Natural plant compounds are active substances that modulate multiple pathways, including epithelial-to-mesenchymal transition (EMT), through antioxidant, anti-inflammatory, and antifibrotic mechanisms [9], [10]. Rosmarinic acid (RA, C18H16O8), an ester of caffeic acid and 3, 4-dihydroxyphenylacetic acid, is found in over 160 plant species, particularly Lamiaceae and is known for its wide range of desirable biological activities [11]. Previous studies, including our study, demonstrated effectiveness of RA against kidney injury induced by cisplatin [12], or unilateral ureteral obstruction (UUO) [13]. Specifically, RA administration ameliorated kidney damage, by reducing fibrosis-related markers, such as TGF-β1, vimentin, and phosphorylated protein kinase B (p-AKT), while increasing E-cadherin expression in both UUO kidneys and IS-treated NRK-52E cells [13].

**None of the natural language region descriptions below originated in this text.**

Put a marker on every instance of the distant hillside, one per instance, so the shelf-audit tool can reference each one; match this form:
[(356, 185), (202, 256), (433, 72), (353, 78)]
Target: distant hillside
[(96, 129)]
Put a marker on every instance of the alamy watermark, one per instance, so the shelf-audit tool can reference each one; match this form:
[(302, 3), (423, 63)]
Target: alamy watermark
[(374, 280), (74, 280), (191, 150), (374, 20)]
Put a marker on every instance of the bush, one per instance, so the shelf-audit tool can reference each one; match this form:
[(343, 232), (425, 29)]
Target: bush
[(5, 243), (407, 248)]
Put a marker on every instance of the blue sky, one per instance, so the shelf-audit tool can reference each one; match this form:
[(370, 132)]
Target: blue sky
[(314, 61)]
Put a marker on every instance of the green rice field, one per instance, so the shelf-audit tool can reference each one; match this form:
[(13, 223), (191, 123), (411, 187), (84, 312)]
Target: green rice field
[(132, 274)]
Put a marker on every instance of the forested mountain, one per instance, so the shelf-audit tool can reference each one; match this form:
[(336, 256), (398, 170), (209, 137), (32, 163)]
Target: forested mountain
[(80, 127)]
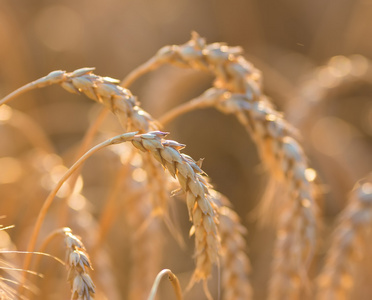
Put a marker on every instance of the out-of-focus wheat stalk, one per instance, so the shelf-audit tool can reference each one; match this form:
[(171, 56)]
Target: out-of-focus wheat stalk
[(78, 264), (237, 90), (349, 244)]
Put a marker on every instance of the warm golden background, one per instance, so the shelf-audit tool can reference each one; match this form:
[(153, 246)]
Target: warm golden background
[(314, 56)]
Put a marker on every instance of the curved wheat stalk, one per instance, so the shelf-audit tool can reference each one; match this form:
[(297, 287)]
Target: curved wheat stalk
[(235, 263), (121, 102), (237, 90)]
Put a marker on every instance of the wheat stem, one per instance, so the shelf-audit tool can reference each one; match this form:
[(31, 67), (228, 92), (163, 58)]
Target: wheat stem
[(172, 278), (47, 203)]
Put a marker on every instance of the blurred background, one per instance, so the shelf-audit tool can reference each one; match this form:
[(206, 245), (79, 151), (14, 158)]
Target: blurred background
[(314, 56)]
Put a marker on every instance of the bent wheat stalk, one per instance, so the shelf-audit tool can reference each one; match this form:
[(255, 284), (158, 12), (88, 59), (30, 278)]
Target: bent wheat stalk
[(237, 90), (235, 263), (172, 278)]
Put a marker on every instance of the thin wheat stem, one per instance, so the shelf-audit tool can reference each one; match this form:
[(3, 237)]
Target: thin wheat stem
[(47, 203), (203, 101), (172, 278), (51, 78)]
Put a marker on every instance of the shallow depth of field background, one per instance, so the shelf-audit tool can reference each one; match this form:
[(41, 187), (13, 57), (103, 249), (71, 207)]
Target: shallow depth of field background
[(289, 41)]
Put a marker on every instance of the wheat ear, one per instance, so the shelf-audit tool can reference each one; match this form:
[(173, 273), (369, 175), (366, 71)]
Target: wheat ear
[(349, 244), (235, 263), (237, 90), (123, 104), (78, 264)]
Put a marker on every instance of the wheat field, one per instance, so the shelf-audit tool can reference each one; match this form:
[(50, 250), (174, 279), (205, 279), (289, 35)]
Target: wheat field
[(226, 158)]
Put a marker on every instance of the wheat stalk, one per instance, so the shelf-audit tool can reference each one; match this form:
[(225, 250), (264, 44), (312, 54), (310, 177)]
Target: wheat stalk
[(78, 263), (237, 90), (349, 244), (172, 278), (235, 263)]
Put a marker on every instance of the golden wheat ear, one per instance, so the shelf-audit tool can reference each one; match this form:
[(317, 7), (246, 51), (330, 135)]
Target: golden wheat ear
[(237, 90), (349, 244), (78, 264)]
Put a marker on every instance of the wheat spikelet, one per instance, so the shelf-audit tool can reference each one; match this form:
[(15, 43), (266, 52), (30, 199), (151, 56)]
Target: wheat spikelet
[(201, 209), (237, 90), (234, 259), (146, 245), (78, 263), (123, 104), (349, 244)]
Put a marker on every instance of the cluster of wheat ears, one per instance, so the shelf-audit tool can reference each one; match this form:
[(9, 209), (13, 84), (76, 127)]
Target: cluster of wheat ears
[(218, 234)]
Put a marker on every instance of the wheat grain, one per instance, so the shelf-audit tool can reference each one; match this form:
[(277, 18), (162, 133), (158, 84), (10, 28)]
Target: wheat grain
[(349, 244), (237, 90), (172, 278)]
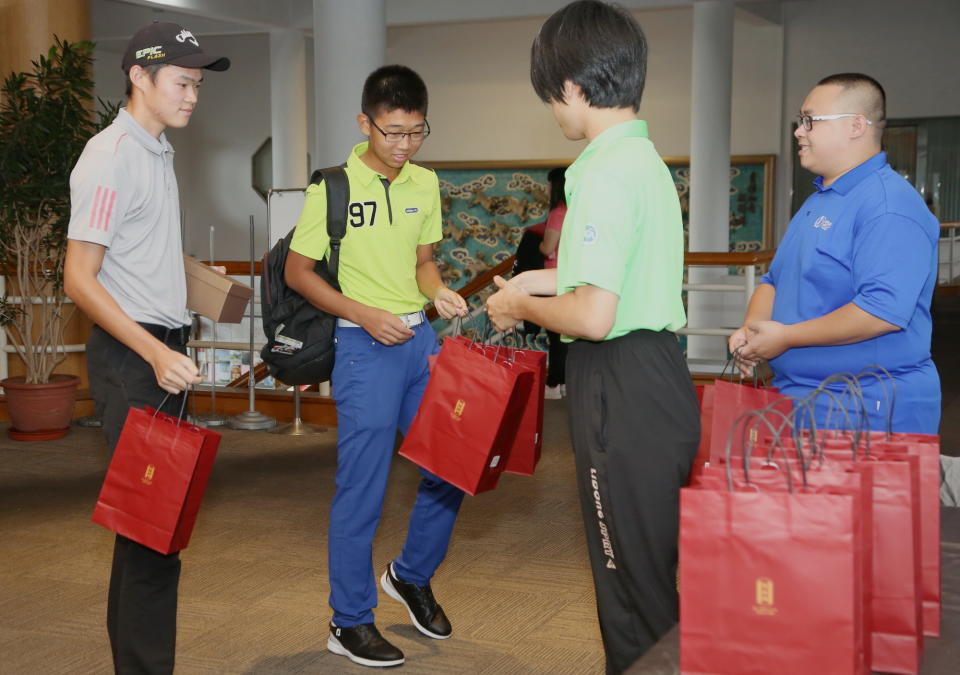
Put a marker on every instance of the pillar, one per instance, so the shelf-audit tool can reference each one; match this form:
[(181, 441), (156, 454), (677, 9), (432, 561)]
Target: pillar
[(710, 164), (349, 42), (288, 108)]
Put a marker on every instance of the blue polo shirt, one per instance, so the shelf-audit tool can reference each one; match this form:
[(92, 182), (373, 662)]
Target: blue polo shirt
[(867, 239)]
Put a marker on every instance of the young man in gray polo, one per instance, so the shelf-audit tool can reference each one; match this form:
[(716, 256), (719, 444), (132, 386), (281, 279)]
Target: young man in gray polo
[(124, 270)]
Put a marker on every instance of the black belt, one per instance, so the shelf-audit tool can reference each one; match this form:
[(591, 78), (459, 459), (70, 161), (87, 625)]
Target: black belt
[(170, 336)]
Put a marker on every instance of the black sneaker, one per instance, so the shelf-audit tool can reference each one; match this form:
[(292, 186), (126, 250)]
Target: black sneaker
[(424, 611), (363, 644)]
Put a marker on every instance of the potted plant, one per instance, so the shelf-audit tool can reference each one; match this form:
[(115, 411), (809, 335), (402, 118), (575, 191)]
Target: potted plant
[(45, 121)]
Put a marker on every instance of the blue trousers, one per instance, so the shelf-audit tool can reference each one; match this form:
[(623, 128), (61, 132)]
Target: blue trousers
[(377, 390)]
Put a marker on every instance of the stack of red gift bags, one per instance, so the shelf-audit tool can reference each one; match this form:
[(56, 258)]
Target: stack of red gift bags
[(806, 550)]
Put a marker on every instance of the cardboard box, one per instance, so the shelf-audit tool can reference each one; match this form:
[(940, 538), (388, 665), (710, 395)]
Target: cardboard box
[(214, 295)]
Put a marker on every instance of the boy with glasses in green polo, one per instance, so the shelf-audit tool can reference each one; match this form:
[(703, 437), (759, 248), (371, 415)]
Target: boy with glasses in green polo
[(386, 274), (633, 411)]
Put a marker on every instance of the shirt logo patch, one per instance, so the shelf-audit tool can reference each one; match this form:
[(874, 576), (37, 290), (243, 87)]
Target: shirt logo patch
[(590, 235)]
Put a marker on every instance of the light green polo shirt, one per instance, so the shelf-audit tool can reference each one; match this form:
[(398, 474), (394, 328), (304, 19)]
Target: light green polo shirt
[(385, 224), (623, 231)]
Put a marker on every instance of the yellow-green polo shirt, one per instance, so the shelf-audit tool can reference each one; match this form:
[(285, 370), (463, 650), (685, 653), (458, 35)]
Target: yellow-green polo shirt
[(385, 224), (623, 231)]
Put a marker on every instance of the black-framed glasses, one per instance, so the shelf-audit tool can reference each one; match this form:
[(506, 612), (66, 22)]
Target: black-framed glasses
[(807, 120), (397, 136)]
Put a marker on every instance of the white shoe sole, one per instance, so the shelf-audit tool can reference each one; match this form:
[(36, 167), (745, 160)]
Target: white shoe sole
[(333, 645), (388, 588)]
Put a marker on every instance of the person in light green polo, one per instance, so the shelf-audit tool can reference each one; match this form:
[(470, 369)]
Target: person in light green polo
[(616, 296)]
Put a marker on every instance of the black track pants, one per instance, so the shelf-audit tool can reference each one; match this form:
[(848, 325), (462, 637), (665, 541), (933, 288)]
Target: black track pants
[(635, 427)]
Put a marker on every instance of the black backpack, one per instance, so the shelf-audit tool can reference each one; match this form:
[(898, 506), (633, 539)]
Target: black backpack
[(300, 345)]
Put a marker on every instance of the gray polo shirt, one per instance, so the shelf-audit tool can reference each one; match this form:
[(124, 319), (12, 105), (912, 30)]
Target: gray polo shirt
[(123, 195)]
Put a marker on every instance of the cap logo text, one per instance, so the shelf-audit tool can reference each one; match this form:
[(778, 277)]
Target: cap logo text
[(150, 52), (186, 35)]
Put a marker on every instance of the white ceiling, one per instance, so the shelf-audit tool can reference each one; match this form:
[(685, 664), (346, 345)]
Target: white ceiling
[(117, 19)]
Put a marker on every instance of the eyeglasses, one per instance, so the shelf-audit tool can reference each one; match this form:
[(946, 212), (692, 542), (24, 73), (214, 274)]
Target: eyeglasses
[(397, 136), (808, 120)]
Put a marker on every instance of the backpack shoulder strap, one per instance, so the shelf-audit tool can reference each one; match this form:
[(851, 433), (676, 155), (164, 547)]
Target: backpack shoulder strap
[(338, 198)]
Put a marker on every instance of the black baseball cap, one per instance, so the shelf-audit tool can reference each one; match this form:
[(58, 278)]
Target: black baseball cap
[(168, 43)]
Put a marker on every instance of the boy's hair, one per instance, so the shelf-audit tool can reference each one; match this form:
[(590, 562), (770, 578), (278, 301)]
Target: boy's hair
[(151, 71), (393, 88), (871, 92), (597, 46), (558, 181)]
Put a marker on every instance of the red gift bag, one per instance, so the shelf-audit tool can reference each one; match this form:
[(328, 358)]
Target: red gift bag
[(156, 479), (720, 405), (768, 582), (468, 417), (927, 450), (526, 448), (730, 400), (897, 607), (525, 452)]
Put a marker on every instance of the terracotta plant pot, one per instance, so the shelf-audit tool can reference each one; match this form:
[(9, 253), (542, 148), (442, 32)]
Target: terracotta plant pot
[(40, 411)]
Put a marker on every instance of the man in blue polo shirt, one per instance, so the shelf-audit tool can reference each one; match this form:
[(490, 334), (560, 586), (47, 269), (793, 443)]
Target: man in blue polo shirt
[(852, 280)]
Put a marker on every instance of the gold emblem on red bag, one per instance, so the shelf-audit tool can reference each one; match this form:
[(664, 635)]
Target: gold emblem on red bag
[(764, 597)]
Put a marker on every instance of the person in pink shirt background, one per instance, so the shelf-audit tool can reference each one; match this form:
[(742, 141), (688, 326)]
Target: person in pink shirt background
[(556, 387)]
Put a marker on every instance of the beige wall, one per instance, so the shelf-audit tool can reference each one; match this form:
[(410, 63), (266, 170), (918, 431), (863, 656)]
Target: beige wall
[(27, 28), (483, 107)]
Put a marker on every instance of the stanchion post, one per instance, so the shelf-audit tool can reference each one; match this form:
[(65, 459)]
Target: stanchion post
[(251, 420)]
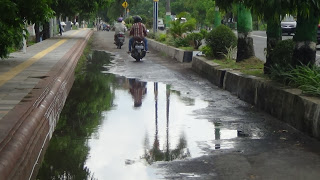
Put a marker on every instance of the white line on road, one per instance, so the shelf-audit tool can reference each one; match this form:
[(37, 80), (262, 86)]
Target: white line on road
[(266, 38), (259, 36)]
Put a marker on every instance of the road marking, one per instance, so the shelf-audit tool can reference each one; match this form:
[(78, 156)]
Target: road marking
[(5, 77), (266, 38), (259, 36)]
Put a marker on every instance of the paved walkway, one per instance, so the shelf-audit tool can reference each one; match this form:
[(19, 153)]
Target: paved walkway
[(22, 71), (33, 88)]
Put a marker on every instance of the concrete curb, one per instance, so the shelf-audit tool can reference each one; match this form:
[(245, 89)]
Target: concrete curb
[(286, 104), (175, 53), (20, 150)]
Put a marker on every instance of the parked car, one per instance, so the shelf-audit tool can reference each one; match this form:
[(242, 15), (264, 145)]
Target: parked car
[(288, 25), (318, 35)]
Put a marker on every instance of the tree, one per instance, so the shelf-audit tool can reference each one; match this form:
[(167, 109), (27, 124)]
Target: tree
[(308, 15), (12, 23), (244, 26)]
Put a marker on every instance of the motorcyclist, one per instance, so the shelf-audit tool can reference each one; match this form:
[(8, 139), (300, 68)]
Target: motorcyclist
[(138, 30), (119, 27)]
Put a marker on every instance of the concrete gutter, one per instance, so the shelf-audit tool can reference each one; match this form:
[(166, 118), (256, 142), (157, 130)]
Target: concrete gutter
[(175, 53), (284, 103), (22, 141)]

MCC950 (N-[[(1,2,3,5,6,7-hexahydro-s-indacen-4-yl)amino] carbonyl]-4-(1-hydroxy-1-methylethyl)-2-furansulfonamide) is a potent selective inhibitor of both canonical and non-canonical NLRP3 inflammasome activation. It disrupts ASC oligomerization [14] and has shown promising outcomes in the treatment of inflammatory diseases in both human and animal models [15], [16]. In this study, we examined how IS affected the expression of the inflammasome components NLRP3, NLRC4, and AIM2, caspase-1 activity, IL-1β secretion, inflammation, and oxidative stress in vitro, using NRK-52E cells. We also investigated the efficacy of RA alone and in combination with MCC950 against renal fibrosis in a murine model of UUO.